Duy Le Thanh
2026
Training Biomedical Retrievers From Large-Scale Citation Contexts
Xing David Wang | Duy Le Thanh | Ulf Leser
BioNLP 2026
Xing David Wang | Duy Le Thanh | Ulf Leser
BioNLP 2026
The MedCPT model has demonstrated that strong biomedical retrievers can be trained using proprietary PubMed search logs. In this work, we study whether freely available citation sentences are sufficient to train similarly effective models. We construct a large-scale training dataset of ~ 62 million citation sentence-abstract pairs extracted from PubMed Central.
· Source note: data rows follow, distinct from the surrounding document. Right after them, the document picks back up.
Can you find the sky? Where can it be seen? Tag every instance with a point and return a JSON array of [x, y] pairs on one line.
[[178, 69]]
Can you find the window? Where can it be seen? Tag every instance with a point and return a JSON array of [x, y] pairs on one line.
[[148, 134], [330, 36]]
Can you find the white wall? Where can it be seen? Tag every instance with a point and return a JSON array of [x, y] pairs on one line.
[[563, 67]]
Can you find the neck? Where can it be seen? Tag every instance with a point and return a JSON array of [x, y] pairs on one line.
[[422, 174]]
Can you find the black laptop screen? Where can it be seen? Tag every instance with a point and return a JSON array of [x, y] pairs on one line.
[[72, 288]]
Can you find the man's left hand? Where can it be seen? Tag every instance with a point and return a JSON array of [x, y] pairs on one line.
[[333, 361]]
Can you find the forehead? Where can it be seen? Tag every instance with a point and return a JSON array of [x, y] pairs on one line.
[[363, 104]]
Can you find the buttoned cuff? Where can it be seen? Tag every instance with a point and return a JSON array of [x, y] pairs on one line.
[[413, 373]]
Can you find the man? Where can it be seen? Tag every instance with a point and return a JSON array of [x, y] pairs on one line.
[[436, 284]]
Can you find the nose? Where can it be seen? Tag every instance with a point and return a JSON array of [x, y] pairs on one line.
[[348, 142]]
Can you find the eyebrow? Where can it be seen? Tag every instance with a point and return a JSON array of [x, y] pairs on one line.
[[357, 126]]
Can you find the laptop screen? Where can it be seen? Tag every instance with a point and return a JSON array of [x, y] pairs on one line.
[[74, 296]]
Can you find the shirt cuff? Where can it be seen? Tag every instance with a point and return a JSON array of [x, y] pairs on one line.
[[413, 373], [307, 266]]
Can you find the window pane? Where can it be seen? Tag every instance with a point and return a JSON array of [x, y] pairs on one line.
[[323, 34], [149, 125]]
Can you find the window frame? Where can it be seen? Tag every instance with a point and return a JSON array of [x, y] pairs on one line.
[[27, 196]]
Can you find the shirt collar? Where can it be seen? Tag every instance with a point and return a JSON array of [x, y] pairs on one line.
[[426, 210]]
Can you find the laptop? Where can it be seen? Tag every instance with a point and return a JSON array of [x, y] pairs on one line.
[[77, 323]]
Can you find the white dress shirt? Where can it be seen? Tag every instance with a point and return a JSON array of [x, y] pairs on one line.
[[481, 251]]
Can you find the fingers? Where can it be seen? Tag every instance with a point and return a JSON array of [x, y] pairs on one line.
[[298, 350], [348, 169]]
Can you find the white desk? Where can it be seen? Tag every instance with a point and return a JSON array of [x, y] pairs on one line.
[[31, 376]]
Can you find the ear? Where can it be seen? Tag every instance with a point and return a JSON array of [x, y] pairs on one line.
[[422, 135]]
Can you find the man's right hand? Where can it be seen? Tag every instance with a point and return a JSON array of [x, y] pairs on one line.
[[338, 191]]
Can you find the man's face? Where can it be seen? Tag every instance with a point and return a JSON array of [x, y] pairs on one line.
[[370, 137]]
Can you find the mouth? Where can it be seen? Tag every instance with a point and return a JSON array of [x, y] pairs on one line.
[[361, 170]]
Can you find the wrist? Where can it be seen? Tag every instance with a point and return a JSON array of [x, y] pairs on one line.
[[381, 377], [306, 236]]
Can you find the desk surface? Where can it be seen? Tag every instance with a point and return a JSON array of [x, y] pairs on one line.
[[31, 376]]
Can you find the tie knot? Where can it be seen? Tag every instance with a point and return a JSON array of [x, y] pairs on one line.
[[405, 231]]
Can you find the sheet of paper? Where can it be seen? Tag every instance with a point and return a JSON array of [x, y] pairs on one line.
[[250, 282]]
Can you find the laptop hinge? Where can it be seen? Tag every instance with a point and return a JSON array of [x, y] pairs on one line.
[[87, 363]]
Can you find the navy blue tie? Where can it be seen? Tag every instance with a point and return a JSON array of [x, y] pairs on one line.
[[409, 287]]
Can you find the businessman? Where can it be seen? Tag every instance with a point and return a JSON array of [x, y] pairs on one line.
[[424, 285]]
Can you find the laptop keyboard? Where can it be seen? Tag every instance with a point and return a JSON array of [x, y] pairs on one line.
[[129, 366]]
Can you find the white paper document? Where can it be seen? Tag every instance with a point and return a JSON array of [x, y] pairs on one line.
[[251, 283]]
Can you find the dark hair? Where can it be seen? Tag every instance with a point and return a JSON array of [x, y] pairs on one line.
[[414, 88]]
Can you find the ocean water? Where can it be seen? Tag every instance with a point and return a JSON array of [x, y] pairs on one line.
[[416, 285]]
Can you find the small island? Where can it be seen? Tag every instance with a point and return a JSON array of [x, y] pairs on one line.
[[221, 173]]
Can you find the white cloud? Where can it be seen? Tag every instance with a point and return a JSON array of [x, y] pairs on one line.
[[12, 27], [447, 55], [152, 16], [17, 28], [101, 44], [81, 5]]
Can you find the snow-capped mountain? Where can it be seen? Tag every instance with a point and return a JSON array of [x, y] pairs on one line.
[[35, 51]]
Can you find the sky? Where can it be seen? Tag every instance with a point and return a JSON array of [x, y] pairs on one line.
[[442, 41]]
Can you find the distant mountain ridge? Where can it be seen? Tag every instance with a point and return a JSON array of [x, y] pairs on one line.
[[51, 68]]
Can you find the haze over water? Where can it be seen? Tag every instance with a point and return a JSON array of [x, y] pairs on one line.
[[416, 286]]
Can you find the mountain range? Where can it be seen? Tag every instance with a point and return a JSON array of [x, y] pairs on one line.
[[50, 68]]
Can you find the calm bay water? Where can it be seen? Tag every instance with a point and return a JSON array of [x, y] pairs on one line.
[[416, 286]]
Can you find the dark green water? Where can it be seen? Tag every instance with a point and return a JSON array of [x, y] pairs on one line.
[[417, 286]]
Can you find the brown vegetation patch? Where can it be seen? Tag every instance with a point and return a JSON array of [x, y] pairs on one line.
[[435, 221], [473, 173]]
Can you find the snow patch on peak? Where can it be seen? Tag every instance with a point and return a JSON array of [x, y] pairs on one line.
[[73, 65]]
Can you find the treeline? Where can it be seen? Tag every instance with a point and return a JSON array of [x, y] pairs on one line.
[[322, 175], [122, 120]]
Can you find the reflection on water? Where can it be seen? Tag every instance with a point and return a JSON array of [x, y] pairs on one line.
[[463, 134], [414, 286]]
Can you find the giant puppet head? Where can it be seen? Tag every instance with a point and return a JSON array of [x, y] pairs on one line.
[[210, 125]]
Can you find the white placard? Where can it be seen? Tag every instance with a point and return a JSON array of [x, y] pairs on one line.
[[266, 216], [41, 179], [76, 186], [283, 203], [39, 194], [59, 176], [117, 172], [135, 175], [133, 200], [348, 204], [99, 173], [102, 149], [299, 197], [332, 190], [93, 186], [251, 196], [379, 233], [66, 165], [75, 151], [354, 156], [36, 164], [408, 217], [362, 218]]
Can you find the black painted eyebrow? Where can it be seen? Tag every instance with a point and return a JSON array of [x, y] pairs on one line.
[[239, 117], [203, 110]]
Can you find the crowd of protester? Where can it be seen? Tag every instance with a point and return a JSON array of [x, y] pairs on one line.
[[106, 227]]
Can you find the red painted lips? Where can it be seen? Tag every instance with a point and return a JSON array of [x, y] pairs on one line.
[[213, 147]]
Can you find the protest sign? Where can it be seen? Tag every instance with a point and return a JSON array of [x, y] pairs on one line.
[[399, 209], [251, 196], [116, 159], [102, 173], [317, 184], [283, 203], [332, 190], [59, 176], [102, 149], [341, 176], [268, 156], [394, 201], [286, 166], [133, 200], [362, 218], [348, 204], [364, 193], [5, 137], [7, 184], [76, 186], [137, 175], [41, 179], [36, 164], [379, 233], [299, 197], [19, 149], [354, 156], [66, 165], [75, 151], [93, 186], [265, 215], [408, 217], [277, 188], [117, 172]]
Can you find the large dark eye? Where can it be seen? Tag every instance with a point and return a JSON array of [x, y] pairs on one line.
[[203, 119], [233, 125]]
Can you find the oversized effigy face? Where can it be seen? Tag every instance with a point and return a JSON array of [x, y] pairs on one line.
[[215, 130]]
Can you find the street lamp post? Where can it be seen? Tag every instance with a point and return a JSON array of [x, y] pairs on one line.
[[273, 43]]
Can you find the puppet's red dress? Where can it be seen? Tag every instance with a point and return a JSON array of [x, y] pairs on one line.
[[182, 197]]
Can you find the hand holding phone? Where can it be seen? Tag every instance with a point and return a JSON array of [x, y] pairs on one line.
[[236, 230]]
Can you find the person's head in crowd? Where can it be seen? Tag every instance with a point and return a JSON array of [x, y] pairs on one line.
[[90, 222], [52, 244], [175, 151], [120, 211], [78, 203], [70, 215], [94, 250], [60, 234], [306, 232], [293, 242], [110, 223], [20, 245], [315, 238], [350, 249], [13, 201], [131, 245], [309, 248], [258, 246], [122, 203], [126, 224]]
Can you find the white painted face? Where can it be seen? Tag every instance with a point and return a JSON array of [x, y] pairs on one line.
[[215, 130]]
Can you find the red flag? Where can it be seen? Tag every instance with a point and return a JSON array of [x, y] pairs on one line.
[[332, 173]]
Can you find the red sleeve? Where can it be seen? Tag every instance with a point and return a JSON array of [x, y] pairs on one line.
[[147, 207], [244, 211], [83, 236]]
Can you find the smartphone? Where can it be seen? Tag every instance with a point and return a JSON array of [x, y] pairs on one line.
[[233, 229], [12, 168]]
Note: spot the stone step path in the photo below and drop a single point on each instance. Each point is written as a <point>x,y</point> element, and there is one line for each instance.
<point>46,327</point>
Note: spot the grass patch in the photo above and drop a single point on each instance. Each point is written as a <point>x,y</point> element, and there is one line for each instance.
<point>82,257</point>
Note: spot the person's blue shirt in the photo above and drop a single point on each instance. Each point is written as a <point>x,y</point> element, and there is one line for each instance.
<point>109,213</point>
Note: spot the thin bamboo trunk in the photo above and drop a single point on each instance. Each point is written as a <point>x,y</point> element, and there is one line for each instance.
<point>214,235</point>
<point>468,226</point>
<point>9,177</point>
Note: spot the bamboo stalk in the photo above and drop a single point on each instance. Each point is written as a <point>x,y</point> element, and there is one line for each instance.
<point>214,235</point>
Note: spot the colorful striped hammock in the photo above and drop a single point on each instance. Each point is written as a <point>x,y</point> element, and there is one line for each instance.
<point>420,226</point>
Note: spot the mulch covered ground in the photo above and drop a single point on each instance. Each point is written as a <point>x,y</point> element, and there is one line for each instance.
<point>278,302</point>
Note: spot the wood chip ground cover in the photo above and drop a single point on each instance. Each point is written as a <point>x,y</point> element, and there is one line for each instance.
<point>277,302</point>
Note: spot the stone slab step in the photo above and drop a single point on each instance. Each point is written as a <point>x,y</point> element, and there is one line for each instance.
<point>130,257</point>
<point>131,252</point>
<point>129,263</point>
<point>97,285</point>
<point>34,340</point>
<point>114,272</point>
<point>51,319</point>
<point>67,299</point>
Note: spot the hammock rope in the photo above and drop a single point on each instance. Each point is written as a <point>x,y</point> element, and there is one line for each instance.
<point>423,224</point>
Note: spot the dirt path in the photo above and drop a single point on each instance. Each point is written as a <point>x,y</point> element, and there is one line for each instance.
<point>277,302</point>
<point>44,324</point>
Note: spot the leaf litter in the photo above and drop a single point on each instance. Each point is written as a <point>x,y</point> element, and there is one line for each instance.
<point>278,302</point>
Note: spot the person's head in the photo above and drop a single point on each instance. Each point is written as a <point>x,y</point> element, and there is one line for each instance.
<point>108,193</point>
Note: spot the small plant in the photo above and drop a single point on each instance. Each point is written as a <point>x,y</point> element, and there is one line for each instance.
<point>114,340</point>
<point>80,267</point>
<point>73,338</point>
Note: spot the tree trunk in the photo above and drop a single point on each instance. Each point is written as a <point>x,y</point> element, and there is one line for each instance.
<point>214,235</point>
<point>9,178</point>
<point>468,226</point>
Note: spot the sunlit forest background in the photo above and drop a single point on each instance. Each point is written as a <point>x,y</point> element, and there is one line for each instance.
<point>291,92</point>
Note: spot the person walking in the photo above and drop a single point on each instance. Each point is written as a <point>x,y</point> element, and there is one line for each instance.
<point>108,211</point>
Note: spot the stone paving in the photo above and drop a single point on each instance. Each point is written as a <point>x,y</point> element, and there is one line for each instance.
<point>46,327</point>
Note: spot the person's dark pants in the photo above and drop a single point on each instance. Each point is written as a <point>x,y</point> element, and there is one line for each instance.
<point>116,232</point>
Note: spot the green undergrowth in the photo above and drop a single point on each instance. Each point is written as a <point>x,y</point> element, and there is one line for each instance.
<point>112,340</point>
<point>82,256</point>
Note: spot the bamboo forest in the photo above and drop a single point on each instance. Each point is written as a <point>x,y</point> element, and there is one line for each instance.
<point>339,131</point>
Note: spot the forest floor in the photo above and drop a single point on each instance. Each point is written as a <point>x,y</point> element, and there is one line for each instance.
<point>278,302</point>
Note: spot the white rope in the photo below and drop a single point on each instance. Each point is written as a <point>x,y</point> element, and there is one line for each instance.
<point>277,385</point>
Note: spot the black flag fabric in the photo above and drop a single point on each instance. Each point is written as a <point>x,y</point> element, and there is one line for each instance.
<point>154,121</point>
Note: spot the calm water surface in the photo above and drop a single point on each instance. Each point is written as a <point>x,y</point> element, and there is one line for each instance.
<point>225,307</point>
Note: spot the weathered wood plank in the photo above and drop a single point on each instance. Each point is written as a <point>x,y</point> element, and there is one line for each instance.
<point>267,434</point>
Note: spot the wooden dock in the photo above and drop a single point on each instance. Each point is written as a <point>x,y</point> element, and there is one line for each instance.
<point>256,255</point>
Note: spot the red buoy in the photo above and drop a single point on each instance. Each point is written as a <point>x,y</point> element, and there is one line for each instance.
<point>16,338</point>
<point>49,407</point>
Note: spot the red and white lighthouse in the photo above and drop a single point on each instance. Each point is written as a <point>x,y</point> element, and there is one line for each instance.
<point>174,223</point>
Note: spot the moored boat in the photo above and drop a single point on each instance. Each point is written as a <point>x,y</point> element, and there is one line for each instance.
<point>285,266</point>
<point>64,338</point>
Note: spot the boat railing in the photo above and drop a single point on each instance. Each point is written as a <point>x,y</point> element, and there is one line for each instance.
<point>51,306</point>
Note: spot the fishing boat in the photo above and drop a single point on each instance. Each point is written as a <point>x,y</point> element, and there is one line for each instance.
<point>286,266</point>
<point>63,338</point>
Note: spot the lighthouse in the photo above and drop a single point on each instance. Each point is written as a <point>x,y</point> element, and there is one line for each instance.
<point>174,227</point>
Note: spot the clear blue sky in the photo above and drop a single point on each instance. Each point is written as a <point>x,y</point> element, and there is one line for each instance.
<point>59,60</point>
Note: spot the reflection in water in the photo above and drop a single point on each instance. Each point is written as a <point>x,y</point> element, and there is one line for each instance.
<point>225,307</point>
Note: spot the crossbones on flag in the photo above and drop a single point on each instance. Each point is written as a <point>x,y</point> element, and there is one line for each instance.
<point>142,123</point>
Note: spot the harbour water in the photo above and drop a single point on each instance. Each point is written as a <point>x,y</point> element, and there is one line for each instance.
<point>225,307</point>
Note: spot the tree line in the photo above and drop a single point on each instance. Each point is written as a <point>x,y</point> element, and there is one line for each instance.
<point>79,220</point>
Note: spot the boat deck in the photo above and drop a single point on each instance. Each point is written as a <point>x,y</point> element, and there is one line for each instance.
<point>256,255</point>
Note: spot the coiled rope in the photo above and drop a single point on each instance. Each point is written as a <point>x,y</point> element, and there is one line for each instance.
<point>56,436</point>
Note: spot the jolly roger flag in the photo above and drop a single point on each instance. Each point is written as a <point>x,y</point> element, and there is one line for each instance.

We train a lightweight BERT-based retriever-reranker model called CiteRec on this dataset and evaluate it across three benchmark settings: (a) the biomedical subset of BEIR for information retrieval, (b) SciRepEval for generalizable scientific document embeddings, and (c) CitancePlus, a new set of ~ 90 thousand citation sentence-abstract pairs for PubMed-scale citation recommendation. We show that CiteRec performs competitively with MedCPT on the biomedical BEIR subset and outperforms it on SciRepEval. On CitancePlus, CiteRec achieves strong performance for citation recommendation over the full PubMed corpus, outperforming both MedCPT and a substantially larger Qwen3-Embedding-8B retriever.